Michael Casey: Very, very glad you asked that because I have to do one big plug here and that is that CoinDesk, the company that I represent, I’m the chief content officer there. We’re putting on events is one of the things we do. This one will be sadly like everything we’re doing at the moment, a virtual event, but this one is going to be specifically designed for RIAs and and FAs. Some of you might know, Tyrone Ross who is helping us with that.
It will be November 9th and 10th at this stage. We haven’t sort of set it formally, but just want to get out ahead of that. This is a work in progress in terms of the dates, but just second week of November a conference for RIAs and FAs to sort of grapple with some of these questions, make it easier for people to understand and see why it matters from some folks who really actually have walked that line in the financial advisor community at the same time being in the crypto and bitcoin space. So that may well be of use and interest to your listeners.
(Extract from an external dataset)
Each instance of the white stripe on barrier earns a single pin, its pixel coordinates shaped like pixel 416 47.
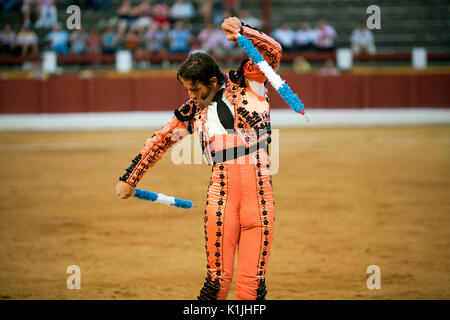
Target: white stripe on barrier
pixel 279 118
pixel 162 198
Steve Sanduski: And then also I would encourage people to go to coindesk.com and, Michael you have an email. Is it Money Reimagined that you send out?
Michael Casey: Yeah. Thank you, another plug. Money Reimagined is my weekly email newsletter. Today was out. It’s out every Friday. You can subscribe to that. There’s a newsletter button on the CoinDesk site to subscribe to that but obviously read all the stuff on the site as well. If you’re interested, I’ve written a couple of books in this space. One called The Age of Cryptocurrency, the other called The Truth Machine. Both of those were co-written with my former Wall Street Journal colleague, Paul Vigna. I think people generally regard them as quite good introductory books to folks about bitcoin, and crypto, and blockchain.
Steve Sanduski: We’ll link to those as well on the show notes at stevesandusky.com. All right, Michael, here is the final and most important question. Are you ready?
Michael Casey: Okay.
Steve Sanduski: So who do you think Satoshi Nakamoto is?
Michael Casey: I don’t know. I do think that it’s the work of more than one person and I think that it is definitely people that were in some way connected to the cypherpunk movement. Probably that’s not a particularly profound statement, but folks who had something… I really feel like the thing, it emerged out of that movement and Satoshi placed their white paper into what was known as the cypherpunk mailing list. So I don’t know. That’s my view. I don’t don’t know exactly who it is, but I think it’s more than one person.
Steve Sanduski: And that’s, I think, also part of the whole narrative here and part of the story that whoever it is or they are that created this, it doesn’t appear that they’re in it for the glory because they’ve remained anonymous and it doesn’t appear that they have really done much to try and have some huge monetary gain at least at this point from its creation. So I think that’s all part of the story here as well.
Michael Casey: Absolutely. The genesis story around bitcoin is an important one and the fact that it attaches to this mysterious figure is all part of its important mythology. As we’ve been saying myths are important to the way these things work.
Steve Sanduski: Michael. We will wrap it there. I appreciate it, fascinating conversation, and we’ll have all the links here in the show notes and we’ll look forward to the conference coming up here in November as well.
Michael Casey: Great. Okay. Thanks a lot, Steve.